Pero me interesaría volver a Hannah Arendt, ya que hay otro elemento en juego: el docente se hace responsable de la situación. Con ello no sólo me refiero a la situación de aula, sino a la inscripción de dicha situación en un conjunto de estructuras sociales, políticas, económicas, culturales y simbólicas. Sin llegar a resolver los grandes dilemas de la humanidad, el docente se hace responsable de una situación de la que, en apariencia, no es “directamente” responsable.

Uno podría decir: “No es mi culpa”, “No fui formado para esto”, “A mí me interesa dar clase”, y varios etcéteras más. Este es uno de los ejes centrales en el análisis de Arendt cuando se refiere a la crisis de la educación, ya en su “Entre el pasado y el futuro” (1961): la crisis se apoya en eludir responsabilidades, especialmente los adultos, que hacen que los nuevos no cuenten con referencias para comprender e interpretar este mundo.

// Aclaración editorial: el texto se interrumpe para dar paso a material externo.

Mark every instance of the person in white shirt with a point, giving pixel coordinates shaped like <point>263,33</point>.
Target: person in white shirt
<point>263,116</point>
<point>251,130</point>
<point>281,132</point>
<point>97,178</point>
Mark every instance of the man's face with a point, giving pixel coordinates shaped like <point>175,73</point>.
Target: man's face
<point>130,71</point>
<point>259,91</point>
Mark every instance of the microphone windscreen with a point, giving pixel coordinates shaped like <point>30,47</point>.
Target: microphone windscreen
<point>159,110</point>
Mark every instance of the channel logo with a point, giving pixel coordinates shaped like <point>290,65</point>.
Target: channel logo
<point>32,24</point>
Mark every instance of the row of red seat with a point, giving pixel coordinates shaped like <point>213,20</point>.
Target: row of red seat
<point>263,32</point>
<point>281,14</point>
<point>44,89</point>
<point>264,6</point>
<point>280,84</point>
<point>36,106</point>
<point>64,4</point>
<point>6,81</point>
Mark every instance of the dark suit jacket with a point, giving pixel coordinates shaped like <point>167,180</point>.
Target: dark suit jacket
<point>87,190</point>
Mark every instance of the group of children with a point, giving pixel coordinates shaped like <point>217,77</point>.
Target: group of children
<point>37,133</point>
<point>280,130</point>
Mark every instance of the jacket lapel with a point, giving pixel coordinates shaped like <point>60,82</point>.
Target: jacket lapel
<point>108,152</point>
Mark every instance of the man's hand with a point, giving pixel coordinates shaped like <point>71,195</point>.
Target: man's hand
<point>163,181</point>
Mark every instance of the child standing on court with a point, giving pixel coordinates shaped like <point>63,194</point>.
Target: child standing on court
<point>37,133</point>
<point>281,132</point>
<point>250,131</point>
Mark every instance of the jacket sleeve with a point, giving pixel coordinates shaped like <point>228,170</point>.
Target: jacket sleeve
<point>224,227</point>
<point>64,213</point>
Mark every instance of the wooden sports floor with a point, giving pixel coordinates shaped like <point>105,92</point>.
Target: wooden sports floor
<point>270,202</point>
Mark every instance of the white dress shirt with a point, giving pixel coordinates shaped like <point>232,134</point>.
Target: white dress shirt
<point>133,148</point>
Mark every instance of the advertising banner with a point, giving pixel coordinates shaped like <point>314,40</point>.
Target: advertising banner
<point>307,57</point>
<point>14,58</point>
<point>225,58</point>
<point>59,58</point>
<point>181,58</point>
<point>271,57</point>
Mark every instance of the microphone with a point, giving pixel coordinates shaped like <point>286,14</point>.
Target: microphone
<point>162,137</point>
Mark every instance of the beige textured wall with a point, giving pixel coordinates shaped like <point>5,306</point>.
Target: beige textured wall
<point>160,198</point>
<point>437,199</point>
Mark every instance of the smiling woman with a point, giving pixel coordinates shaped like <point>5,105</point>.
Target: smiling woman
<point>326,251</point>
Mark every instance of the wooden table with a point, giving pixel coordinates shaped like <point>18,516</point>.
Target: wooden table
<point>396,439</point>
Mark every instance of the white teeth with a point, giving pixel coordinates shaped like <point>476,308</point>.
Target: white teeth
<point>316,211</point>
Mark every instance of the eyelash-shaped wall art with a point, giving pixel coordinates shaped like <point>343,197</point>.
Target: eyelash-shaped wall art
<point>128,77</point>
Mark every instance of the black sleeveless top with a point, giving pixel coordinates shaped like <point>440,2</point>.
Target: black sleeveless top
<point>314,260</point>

La responsabilidad, en este sentido, se une al cuidado de los nuevos. La formación docente tal vez deba recorrer nuevos senderos por los que la identidad docente no se construya sólo alrededor de determinada disciplina, como tal vez lo requirió el mandato fundacional de la enseñanza media, sino que aborde otro conjunto de elementos que hacen al docente de estos tiempos, porque la diversidad de situaciones se expresa en mayor medida al haber más personas que transitan por la enseñanza media. Y, estimo, gestos como este no desvalorizan la tarea docente sino que, todo lo contrario, la dignifican.

Porque en la institución educativa se aprenden muchas cosas además de los conocimientos disciplinares: compañeros que se preocupan por pasarle apuntes a la compañera, un bebé que genera otro clima de convivencia entre los jóvenes en los corredores, un bebé que confía en distintos brazos, etcétera. Ya estamos al final del artículo y no mencionamos a la pedagogía. Bueno, en realidad, todo lo escrito refiere a una pedagogía: un gesto que enseña por su propia densidad.